Para mí Castañón es también heredero del linaje de los escribas prehispánicos que elaboraron millones de códices incinerados en tiempos de la conquista o desaparecidos en cavernas piramidales, descendiente de los escultores que tallaron las piedras con sus jeroglíficos para relatar la historia de las dinastías o los saberes cosmológicos e hijo de generaciones de cronistas, narradores, teólogos, filósofos e historiadores, clérigos conservadores o volterianos ilustrados, que se sucedieron en los siglos sucesivos de la Colonia, las patrias bobas y las repúblicas bananeras que leían a Vargas Vila, Amado Nervo y Gómez Carrillo.
Ahora que con radares se descubren ciudades prehispánicas gigantescas cubiertas por la jungla en México y el Petén guatemalteco, lo que confirma la magnitud y el nivel de aquellas civilizaciones desaparecidas de tajo por catástrofes o invasiones, sabemos que el terreno del continente americano ha sido siempre fértil para las expresiones del saber, la magia, la poesía y el arte y que los escribas de entonces han tenido una descendencia larga de sucesores que guardan la llama del conocimiento en madrugadas dedicadas a la lectura, la investigación y la reflexión, encerrados en sus grutas de saber rodeados de libros, revistas, manuscritos y periódicos, como lo ha hecho Castañón todas estas décadas como lector, editor del Fondo de Cultura Económica, miembro del Colegio Nacional o Académico de la Lengua en México.
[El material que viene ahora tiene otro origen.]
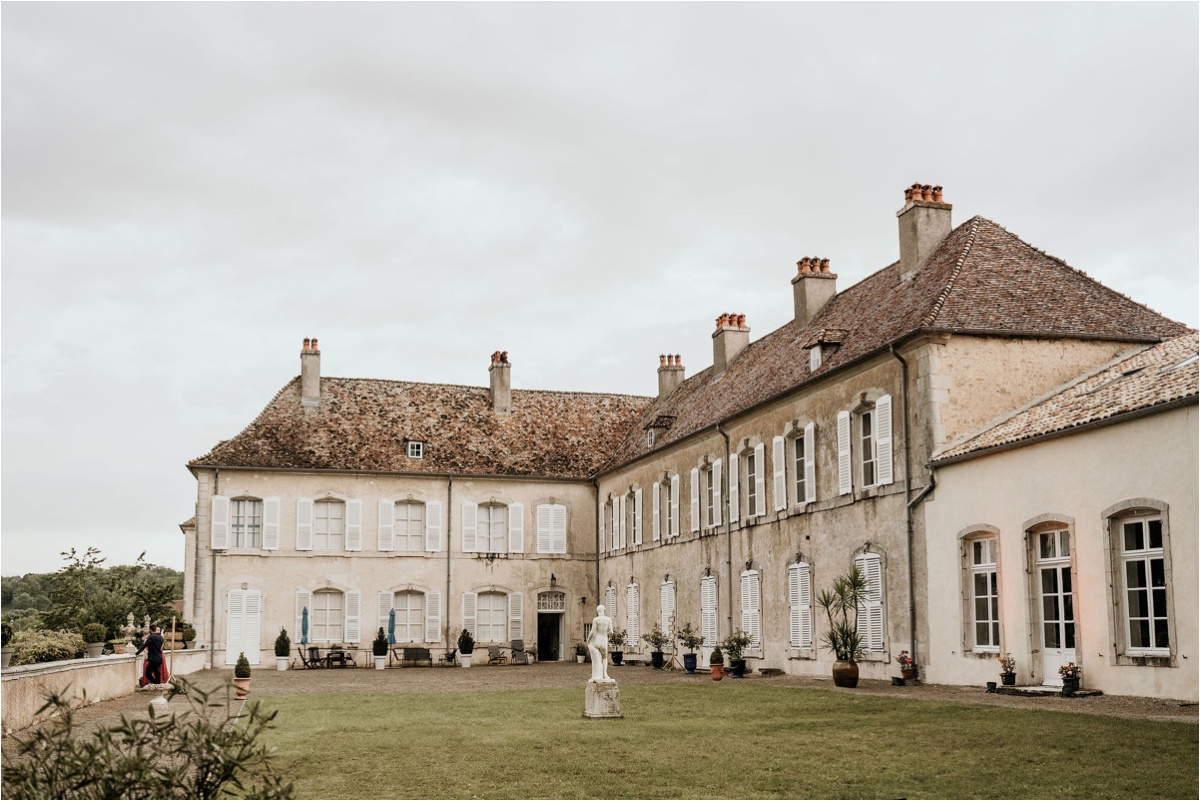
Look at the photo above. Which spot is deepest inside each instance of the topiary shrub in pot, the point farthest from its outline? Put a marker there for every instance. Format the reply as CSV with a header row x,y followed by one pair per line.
x,y
282,650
El sabio guarda los saberes de la tribu y su principal característica es la modestia que caracteriza al pilar silencioso, porque atareado como está en el rastreo y desciframiento de lo dicho, escrito y pensado por otros, tanto los más conocidos como aquellos que han muerto en el anonimato y han pasado al olvido, sean revolucionarios o conservadores, iluminados o racionales, próceres ilustres o forajidos, es antes que todo un lector generoso y sabe que a la vuelta de la esquina está el olvido. Los otros brincan como saltimbanquis en los escenarios, pero ellos son felices en su biblioteca. De esa estirpe fueron en el siglo XX José Enrique Rodó, Pedro Henríquez Ureña, Alfonso Reyes, Emir Rodríguez Monegal y José Emilio Pacheco.
El mejor homenaje que se le puede hacer a un lector tan fiel como Castañón es leer sus libros y descubrir una prosa que recorre todos los recovecos del pensar hispanoamericano, que se detiene con cuidado en la cantera inagotable de los autores con rigor y pasión. En cada ensayo suyo parece dar la vida y por eso leer sus libros es una experiencia apasionante que entusiasma. Los lectores latinoamericanos y españoles deberían volver a reconciliarse a través de él con el ensayo, género que floreció en el continente y al que pertenecieron figuras humanistas inolvidables y necesarias.